Hamburg. Elefant Gajendra verlässt nach drei Jahren den Tierpark. Er kehrt zurück nach München – nachdem er hier drei Kinder gezeugt hat.
Noch ahnt er nichts. Ist vielleicht besser so. Man weiß ja nie, wie so ein Elefantenbulle auf bevorstehende Veränderungen reagiert. Ist schließlich auch nur ein Sensibelchen, gefangen im Körper eines grauen Lastwagens. Deshalb lassen sie Gajendra, den Elefantenbullen bei Hagenbeck, erst mal im Unklaren über seine Zukunft. Bis zum Tag seiner Abreise soll das Prachtexemplar von einem Asiatischen Elefanten ruhig weiter an frischer Rinde lutschen, oberarmdickes Astwerk falten und gesplittertes Holz zusammenrüsseln. Was man so macht den lieben langen Tag als einziger Zuchtbulle im Tierpark.
Nach drei Jahren endet die Zeit des Elefantenmannes in Hamburg, womit die Zucht in der Herde der Asiatischen Elefanten vorerst auf Eis liegt. Ende November, einen genauen Termin gibt es noch nicht, soll das stattliche Tier – 23 Jahre alt, fünf Tonnen schwer, drei Meter hoch – umgesiedelt werden.
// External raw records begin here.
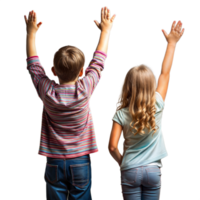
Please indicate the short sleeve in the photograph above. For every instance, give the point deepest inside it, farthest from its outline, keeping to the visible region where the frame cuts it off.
(116, 116)
(160, 104)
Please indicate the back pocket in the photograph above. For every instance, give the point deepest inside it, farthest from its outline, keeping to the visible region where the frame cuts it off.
(154, 176)
(51, 173)
(80, 174)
Die Leihgabe aus dem Münchner Tierpark Hellabrunn wird in seinen Heimatzoo in Süddeutschland zurückkehren. Dort ist er ausquartiert worden, weil das Elefantenhaus dringend saniert werden musste. Die ammoniakhaltigen Dämpfe des Elefantenurins hatten einen Teil der Decke einstürzen lassen. Nun wurde das runderneuerte, denkmalgeschützte Münchner Haus wiedereröffnet – zu ihrem Glück fehlt den Bayern nur noch Gajendra.
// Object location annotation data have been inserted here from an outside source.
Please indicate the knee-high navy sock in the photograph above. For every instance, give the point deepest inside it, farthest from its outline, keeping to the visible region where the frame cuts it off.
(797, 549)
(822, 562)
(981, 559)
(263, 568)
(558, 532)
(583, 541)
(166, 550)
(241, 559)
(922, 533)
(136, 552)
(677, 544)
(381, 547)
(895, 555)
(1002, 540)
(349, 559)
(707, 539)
Die schönsten Bilder aus dem Tierpark Hagenbeck:
Die schönsten Bilder aus dem Tierpark Hagenbeck
In Hamburg zeigte sich der unangefochtene Herrscher im Elefantenrevier nicht nur als potenter Vertreter seiner Art – zwei Nachzuchten gehen auf sein Konto, eine dritte wird im Sommer erwartet –, sondern auch als sanftmütiger Riese. „Ein Superbulle“, sagt Tierarzt Michael Flügger. „Ein ganz Lieber“, versichert Hagenbecks erfahrener Elefantenpfleger Thorsten Köhrmann. „Mehr Shaun, das Schaf als Elefantenbulle.“ Trotzdem sei kein Pfleger mit ins Gehege zu Gajendra gegangen, denn die Arbeit mit erwachsenen Bullen sei nicht ungefährlich. Zweimal im Jahr komme die Musth dazu, eine Phase der Aggressivität, die durch einen Testosteron-Schub ausgelöst wird. „Wir haben das bei Gajendra nie festgestellt“, sagt Pfleger Köhrmann. Ausgeschlossen seien solche Phasen aber auch nicht.
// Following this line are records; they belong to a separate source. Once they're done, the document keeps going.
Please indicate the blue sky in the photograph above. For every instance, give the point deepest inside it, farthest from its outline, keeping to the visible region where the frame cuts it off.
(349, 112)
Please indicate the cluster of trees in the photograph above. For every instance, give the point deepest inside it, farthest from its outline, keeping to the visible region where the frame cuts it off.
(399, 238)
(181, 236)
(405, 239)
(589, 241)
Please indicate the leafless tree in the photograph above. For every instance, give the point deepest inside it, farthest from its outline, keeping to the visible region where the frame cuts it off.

Wenn der Bulle abgereist ist, wird das Gehege umgebaut
Ein Transport wie der nun anstehende sei ebenfalls eine Ausnahmesituation. „Das ist bei einem Elefanten natürlich etwas anderes, als eine Katze zum Tierarzt zu bringen“, so Köhrmann. Spezialunternehmen, beheizbarer Spezialcontainer, Spezialkran, Spezialgenehmigungen für den Straßentransport – alles in allem eine spezielle Angelegenheit, einen Fünftonner zu verladen. Zumal Gajendra rückwärts in den Container müsse, um vorwärts wieder raus zu kommen. Zur Sicherheit aller werde das Tier vorher leicht sediert, sagt Tierarzt Flügger. Mit Ketten an den Hinterbeinen soll der Bulle dann in die Kiste bewegt werden.
Im Hamburger Tierpark wird die bullenlose Zeit genutzt, um das Gehege-Separee für die einzelgängerisch lebenden Männchen umzubauen. Etwa ein bis zwei Jahre, je nach Baufortschritt, wird es deshalb voraussichtlich keinen erwachsenen Bullen bei Hagenbeck geben. „Wir richten uns beim Umbau nach den gestiegenen Flächenansprüchen von männlichen Elefanten“, sagt Tierarzt Flügger. Auch ein Teich soll im Neubau Platz finden. Das alte Bullenhaus im Tierpark ist fast 30 Jahre alt.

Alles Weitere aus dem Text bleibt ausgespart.